As was usual with Shyamala, the topic veered around to her difficult mother-in-law who was visiting from Hyderabad. Anita had pitched in with relish, about how conservative her in-laws were. Yasmin said little, but laughed at the girls’ stories with delight. She had never known her in-laws; they had passed long before she married. Tara didn’t know her in-laws much, having spent less than a week with them. In the earlier days, when Sanjay called them once or twice a month, she spoke to them briefly, only exchanging pleasantries. Sanjay was rather brusque, cutting them off midway through their reports on family matters, offering them no glimpses of life in America. Tara felt sorry for her in-laws and wished Sanjay would show some love toward them. Now, she did not participate in the in-law bashing; she only raised her eyebrows and shook her head at appropriate junctures.

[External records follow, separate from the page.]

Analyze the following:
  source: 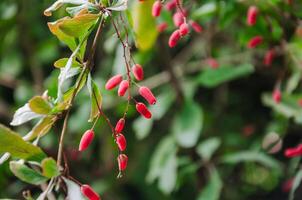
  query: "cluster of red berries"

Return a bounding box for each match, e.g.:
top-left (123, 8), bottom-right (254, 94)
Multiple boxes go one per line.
top-left (79, 64), bottom-right (156, 200)
top-left (284, 144), bottom-right (302, 158)
top-left (246, 6), bottom-right (275, 66)
top-left (152, 0), bottom-right (203, 48)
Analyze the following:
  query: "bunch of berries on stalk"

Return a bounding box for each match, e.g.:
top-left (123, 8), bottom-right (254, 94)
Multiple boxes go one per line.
top-left (152, 0), bottom-right (203, 48)
top-left (79, 61), bottom-right (156, 180)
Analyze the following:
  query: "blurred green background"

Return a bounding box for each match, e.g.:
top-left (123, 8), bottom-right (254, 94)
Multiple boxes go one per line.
top-left (0, 0), bottom-right (302, 200)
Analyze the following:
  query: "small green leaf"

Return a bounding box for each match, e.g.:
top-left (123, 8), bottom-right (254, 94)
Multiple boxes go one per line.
top-left (288, 169), bottom-right (302, 200)
top-left (41, 158), bottom-right (60, 178)
top-left (197, 168), bottom-right (222, 200)
top-left (28, 96), bottom-right (52, 115)
top-left (196, 137), bottom-right (221, 161)
top-left (10, 103), bottom-right (43, 126)
top-left (131, 0), bottom-right (158, 51)
top-left (197, 64), bottom-right (254, 88)
top-left (9, 161), bottom-right (48, 185)
top-left (63, 177), bottom-right (86, 200)
top-left (172, 101), bottom-right (203, 148)
top-left (57, 14), bottom-right (100, 38)
top-left (87, 74), bottom-right (102, 122)
top-left (0, 124), bottom-right (46, 162)
top-left (54, 58), bottom-right (82, 68)
top-left (23, 116), bottom-right (57, 141)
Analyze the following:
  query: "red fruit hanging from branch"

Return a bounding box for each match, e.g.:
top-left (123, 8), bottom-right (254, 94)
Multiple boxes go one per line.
top-left (81, 185), bottom-right (101, 200)
top-left (105, 74), bottom-right (123, 90)
top-left (79, 130), bottom-right (94, 151)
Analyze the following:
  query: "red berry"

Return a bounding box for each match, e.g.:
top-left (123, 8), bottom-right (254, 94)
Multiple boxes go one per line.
top-left (273, 89), bottom-right (282, 103)
top-left (115, 118), bottom-right (125, 133)
top-left (117, 154), bottom-right (128, 171)
top-left (206, 58), bottom-right (219, 69)
top-left (179, 23), bottom-right (189, 36)
top-left (115, 134), bottom-right (127, 151)
top-left (105, 74), bottom-right (123, 90)
top-left (284, 144), bottom-right (302, 158)
top-left (152, 0), bottom-right (162, 17)
top-left (173, 12), bottom-right (185, 27)
top-left (81, 185), bottom-right (101, 200)
top-left (157, 22), bottom-right (168, 33)
top-left (169, 30), bottom-right (181, 48)
top-left (138, 86), bottom-right (156, 105)
top-left (263, 49), bottom-right (275, 66)
top-left (246, 6), bottom-right (258, 26)
top-left (132, 64), bottom-right (144, 81)
top-left (117, 80), bottom-right (129, 97)
top-left (166, 0), bottom-right (176, 11)
top-left (190, 20), bottom-right (202, 33)
top-left (79, 130), bottom-right (94, 151)
top-left (136, 102), bottom-right (152, 119)
top-left (247, 35), bottom-right (263, 48)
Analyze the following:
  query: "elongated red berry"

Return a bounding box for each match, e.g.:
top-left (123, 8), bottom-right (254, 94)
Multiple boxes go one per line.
top-left (263, 49), bottom-right (275, 66)
top-left (105, 74), bottom-right (123, 90)
top-left (246, 6), bottom-right (258, 26)
top-left (115, 118), bottom-right (125, 133)
top-left (81, 185), bottom-right (101, 200)
top-left (135, 102), bottom-right (152, 119)
top-left (166, 0), bottom-right (176, 11)
top-left (79, 130), bottom-right (94, 151)
top-left (157, 22), bottom-right (168, 33)
top-left (169, 30), bottom-right (181, 48)
top-left (152, 0), bottom-right (162, 17)
top-left (190, 20), bottom-right (202, 33)
top-left (117, 154), bottom-right (128, 171)
top-left (138, 86), bottom-right (156, 105)
top-left (206, 58), bottom-right (219, 69)
top-left (272, 89), bottom-right (282, 103)
top-left (117, 80), bottom-right (129, 97)
top-left (132, 64), bottom-right (144, 81)
top-left (284, 144), bottom-right (302, 158)
top-left (179, 23), bottom-right (190, 36)
top-left (247, 35), bottom-right (263, 48)
top-left (115, 133), bottom-right (127, 151)
top-left (173, 12), bottom-right (185, 27)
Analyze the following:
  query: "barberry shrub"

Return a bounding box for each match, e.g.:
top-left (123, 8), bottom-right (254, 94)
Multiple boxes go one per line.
top-left (0, 0), bottom-right (302, 200)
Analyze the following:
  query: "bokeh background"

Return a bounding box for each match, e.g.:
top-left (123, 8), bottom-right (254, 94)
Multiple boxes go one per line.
top-left (0, 0), bottom-right (302, 200)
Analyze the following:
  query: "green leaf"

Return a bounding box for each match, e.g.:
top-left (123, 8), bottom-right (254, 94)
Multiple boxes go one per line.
top-left (197, 168), bottom-right (222, 200)
top-left (9, 161), bottom-right (48, 185)
top-left (0, 124), bottom-right (46, 162)
top-left (54, 58), bottom-right (82, 68)
top-left (172, 101), bottom-right (203, 148)
top-left (196, 137), bottom-right (221, 161)
top-left (23, 116), bottom-right (57, 141)
top-left (10, 103), bottom-right (43, 126)
top-left (288, 169), bottom-right (302, 200)
top-left (197, 64), bottom-right (254, 88)
top-left (132, 117), bottom-right (153, 140)
top-left (131, 0), bottom-right (158, 51)
top-left (58, 14), bottom-right (100, 38)
top-left (221, 151), bottom-right (281, 172)
top-left (87, 74), bottom-right (102, 122)
top-left (41, 158), bottom-right (60, 178)
top-left (63, 177), bottom-right (86, 200)
top-left (28, 96), bottom-right (52, 115)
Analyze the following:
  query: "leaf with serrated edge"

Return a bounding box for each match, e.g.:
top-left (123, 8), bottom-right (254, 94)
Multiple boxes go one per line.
top-left (10, 103), bottom-right (43, 126)
top-left (0, 124), bottom-right (46, 162)
top-left (28, 96), bottom-right (52, 115)
top-left (9, 161), bottom-right (48, 185)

At first, when the lean, bearded guy with the thick, black-framed glasses approached their table and said, “Hello, miss,” she didn’t even realize he was talking to her. She pushed a whole pani puri into her mouth. It took a nudge from Yasmin for her to notice that the man had extended a hand in her direction. She shook it, mildly confused, her mouth full.

“Hi, I’m Abhi. I have a photo studio at the mall, Picture Me Photography. You may have seen it, it’s in the left wing.” Tara blinked and chewed surreptitiously, covering her mouth with her hand.

“Miss,” he said, undeterred by her lack of response, “one of our clients, Raj Jewelers, the largest Indian jewelry store in the Southeast, is planning an advertising campaign in the local media. I am in charge of the photography for their creative. I’ve seen you a few times at the mall, and I think you have the perfect face for the kind of look I have in mind.”